Bucky shot Steve an alarmed look. He wasn’t so sure about them peeping in whenever they wanted. That would be highly inappropriate, and Bucky sure didn’t plan on curbing their own lifestyle to accommodate the occasional sister spying on them.
Steve, of course, could read every dirty thought playing through Bucky’s mind, and he was gasping with laughter because of it. Bucky narrowed his eyes. They’d see who was laughing when the girls ran with this idea instead of forgetting about it, like Steve was probably assuming they would.
“Hey,” Becca’s voice behind them made them all turn to look. She had her hands on her hips. “Why am I the only one up and helping Mandy in the kitchen?”
“Well, you are the only one who’s Finished,” Bucky reminded her cheekily.

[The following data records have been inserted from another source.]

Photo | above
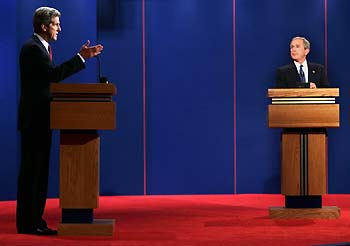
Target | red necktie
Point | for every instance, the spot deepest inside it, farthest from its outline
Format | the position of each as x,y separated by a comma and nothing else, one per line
50,52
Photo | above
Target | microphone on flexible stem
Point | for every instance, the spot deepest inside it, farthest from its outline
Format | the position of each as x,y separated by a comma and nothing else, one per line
101,79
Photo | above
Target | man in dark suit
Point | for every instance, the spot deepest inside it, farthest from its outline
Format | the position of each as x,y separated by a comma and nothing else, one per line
37,71
301,73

Becca rolled her eyes. It probably would’ve been funnier if Bucky hadn’t told that joke at least once a day for the past few months.
“I needed Bucky,” Elizabeth said, slipping her hand into his. He ran a hand fondly over her hair, which made her squawk indignantly and rush over to Becca to make sure her bow was still in place.
“Well, Bucky needs to get dressed,” Becca said. “And Steve needs to get out of bed sometime today. So we’re going to go to the kitchen to help Mandy while these lazy boys get ready to get to work.”
Elizabeth and Annabelle giggled. Steve raised an eyebrow. “You can’t boss me around anymore,” he said, mock-serious. “I’m bigger than you are again. And I am the king, you know.”
“Not technically until coronation day,” Becca reminded him sweetly. “You could still be dethroned before then.”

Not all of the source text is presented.